I have fixed the Makefile as discussed, it should be okay now.
I haven't managed to produce the mentioned warning, however by looking at the code I believe it's caused by trying to rename the tinc/ folder to tinc/.old, so I removed the trailing slash at the end in that variable. All the rest of the lines later using this config folder variable are explicitly adding the beginning slash anyway, so it shouldn't cause any issue.
Pull request submitted: https://github.com/pfsense/FreeBSD-ports/pull/149
Hope to see the package offically back to pfSense very soon. :) -
@ dmegyesi
The version you compiled is a 64bit version?
Du you have a 32bit version too ?
-
Hi,
I believe it should work basically on any architecture, the package I prepared is not hard-wired for anything special, it just depends on the tinc package itself. As long as the original package is available for i386, I think it should work.
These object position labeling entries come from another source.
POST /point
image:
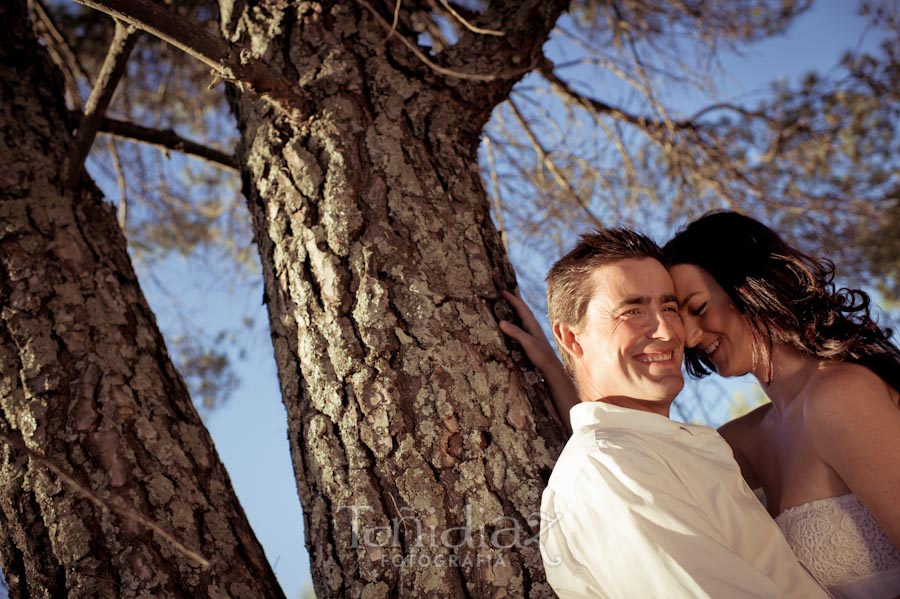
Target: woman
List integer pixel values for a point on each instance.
(826, 450)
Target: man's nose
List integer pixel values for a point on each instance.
(667, 326)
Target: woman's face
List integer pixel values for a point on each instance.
(713, 325)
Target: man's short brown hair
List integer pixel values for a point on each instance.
(569, 287)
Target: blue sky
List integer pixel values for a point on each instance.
(250, 430)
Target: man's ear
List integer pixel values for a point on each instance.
(567, 338)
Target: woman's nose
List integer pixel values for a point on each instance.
(692, 333)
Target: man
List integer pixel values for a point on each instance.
(639, 505)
I don't have such a system to test though.
-
Building a new pfSense right now… If TINC could be on there, it'd be great, since it's currently on a different machine in the network and being routed through it... It works... mostly...
Having it on the pfSense box should make it much easier, as I'd no longer have to depend on another box and vague routing glitches... ;)
-
dmegyesi, i checked the pull request, i'm not that familiar with github, but theres a CLA logo next to it. does it mean its waiting for you to accept a contributor license agreement?
-
It means it's verified that I have already accepted the CLA. So right now it's waiting for review and merge by the pfSense team. As I see there isn't much progress with some older pull requests neither, so I believe they might be busy.